L’annonce de l’alliance AUKUS a été présentée en France comme une surprise stratégique – sans oublier l’aspect humiliant – mais la question n’est-elle pas plutôt la révélation de la surestimation de la puissance française. Celle-ci doit désormais se réinventer dans la zone indopacifique pour redevenir crédible.
L’AUKUS, une surprise stratégique pour la France ?
AUKUS, a Strategic Surprise for France ?
The announcement of the AUKUS alliance was presented in France as a strategic surprise, not to mention the humiliation caused. And yet isn’t the question more one of over-estimation of French power? This power needs to be reinvented in the Indo-Pacific zone if it is once more to become credible.
En septembre 2021, la volte-face australienne relative au contrat de sous-marins passé en 2016 avec la France est vécue comme un véritable choc à Paris. Du moins, certains des acteurs les plus concernés par cette déflagration choisissent-ils d’en paraître étonnés. « C’est vraiment […] un coup dans le dos. Nous avions établi avec l’Australie une relation de confiance, cette confiance est trahie », déclare, exaspéré, le ministre des Affaires étrangères français.

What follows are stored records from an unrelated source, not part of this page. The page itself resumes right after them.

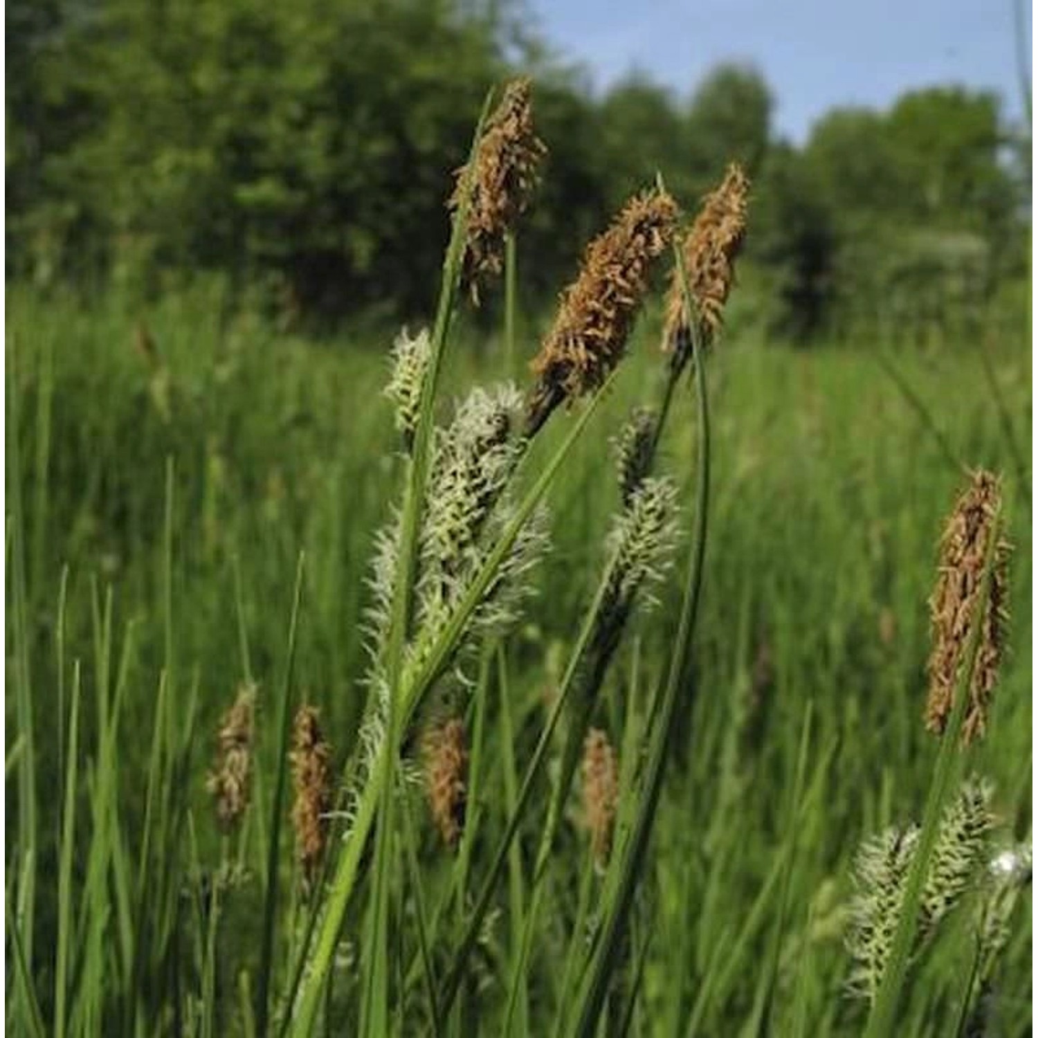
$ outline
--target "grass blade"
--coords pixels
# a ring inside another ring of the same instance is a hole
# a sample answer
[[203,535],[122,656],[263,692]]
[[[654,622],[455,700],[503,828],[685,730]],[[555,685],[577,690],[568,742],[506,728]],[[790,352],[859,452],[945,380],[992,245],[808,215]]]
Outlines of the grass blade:
[[[675,263],[681,278],[685,296],[685,306],[689,315],[698,312],[691,291],[688,286],[688,274],[685,270],[681,249],[675,245]],[[656,805],[663,782],[663,765],[666,754],[667,734],[671,731],[671,720],[674,716],[678,699],[678,686],[684,679],[688,659],[691,654],[692,633],[695,629],[695,617],[700,602],[700,592],[703,584],[703,562],[706,555],[707,542],[707,509],[710,491],[710,414],[707,402],[706,368],[703,360],[703,346],[695,328],[696,322],[689,322],[692,338],[692,360],[695,373],[695,389],[698,405],[699,439],[696,443],[696,493],[695,493],[695,529],[692,540],[692,551],[688,566],[688,580],[684,600],[681,605],[681,619],[678,623],[678,633],[675,649],[671,657],[671,666],[666,687],[661,701],[659,716],[656,718],[649,750],[649,762],[646,767],[645,788],[638,812],[634,820],[628,843],[624,846],[623,856],[619,865],[618,887],[608,904],[605,922],[601,930],[601,938],[597,945],[594,965],[576,1000],[580,1016],[576,1025],[576,1034],[591,1036],[598,1025],[599,1013],[605,1001],[609,976],[619,955],[621,933],[628,908],[634,895],[634,887],[641,872],[641,864],[649,844],[649,835],[656,815]],[[690,705],[687,707],[690,709]]]
[[292,738],[292,676],[296,662],[296,634],[299,629],[299,610],[303,598],[304,555],[299,553],[296,564],[296,590],[292,599],[292,617],[289,621],[289,648],[284,678],[278,696],[277,775],[274,797],[270,809],[270,841],[267,845],[266,897],[264,901],[263,938],[260,951],[260,974],[256,982],[256,1033],[267,1033],[270,1012],[270,978],[274,961],[274,932],[277,927],[278,852],[280,850],[281,815],[284,790],[288,785],[289,743]]
[[901,908],[898,912],[897,928],[891,941],[890,956],[883,971],[876,999],[872,1004],[869,1022],[866,1027],[866,1038],[882,1038],[893,1034],[901,988],[908,969],[908,956],[916,937],[919,918],[920,898],[926,874],[930,865],[930,855],[937,839],[941,812],[945,807],[949,786],[958,759],[959,734],[962,721],[966,715],[969,703],[969,687],[973,682],[974,670],[980,651],[981,632],[983,630],[984,613],[987,609],[991,593],[991,573],[994,564],[995,550],[999,543],[1000,515],[991,518],[984,559],[984,574],[980,594],[974,606],[974,614],[969,621],[969,635],[965,646],[964,665],[955,686],[955,700],[951,716],[940,740],[937,750],[937,762],[933,769],[933,778],[927,794],[926,809],[923,813],[923,823],[920,827],[919,841],[912,854],[911,867],[905,879]]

La « trahison » qui prend de court les responsables français aurait donc constitué une véritable « surprise stratégique », encore augmentée par l’annonce, le 15 septembre 2021, et au terme de dix-huit mois de pourparlers secrets, de l’alliance militaire AUKUS entre l’Australie, le Royaume-Uni et les États-Unis, ces derniers se substituant à la France pour la livraison de huit sous-marins d’attaque, cette fois-ci à propulsion nucléaire.
Qu’est-ce qu’une surprise stratégique ? Ce qui génère un « inattendu systémique ». Lorsque cet inattendu en arrive à causer une véritable paralysie, il débouche sur une « rupture » stratégique : quelque chose se rompt fondamentalement dans la manière dont nous étions habitués à considérer les acteurs comme les structures de la scène internationale. Cette brisure cognitive est d’autant plus douloureuse et difficile à accepter qu’elle mène inéluctablement à la remise en question de notre propre faculté de juger stratégiquement. « L’essence de la surprise [écrit ainsi Corentin Brustlein en 2014 dans un dossier de la revue Stratégique entièrement consacré à ce concept] est la révélation subite d’un décalage entre les attentes d’un acteur – individuel ou collectif – et la réalité de sa situation (1). »
Les relations internationales, pour ce qui est du transfert de responsabilité, fonctionnent de la même manière que les relations interpersonnelles. Face à l’échec de nos attentes, et passé la sidération initiale, le premier réflexe, le plus commun, est de s’en prendre à des acteurs tiers dont les défaillances ou la duplicité expliqueraient notre incapacité à prévoir les événements. La deuxième étape réflexive est la remise en cause de nos propres aveuglements concernant le ou les partenaires que nous nous étions choisis. Certains ne vont jamais jusqu’à un troisième niveau réflexif, qui consiste à revenir courageusement sur les défauts d’analyse et de prospective concernant non pas seulement lesdits partenaires, mais plus fondamentalement le « contexte géostratégique » qui conditionnait le comportement de ces derniers, et dont la prise en compte réaliste aurait dû nous conduire à envisager la probabilité d’un retournement de situation brutal dans la relation instrumentale que nous avions nouée avec eux.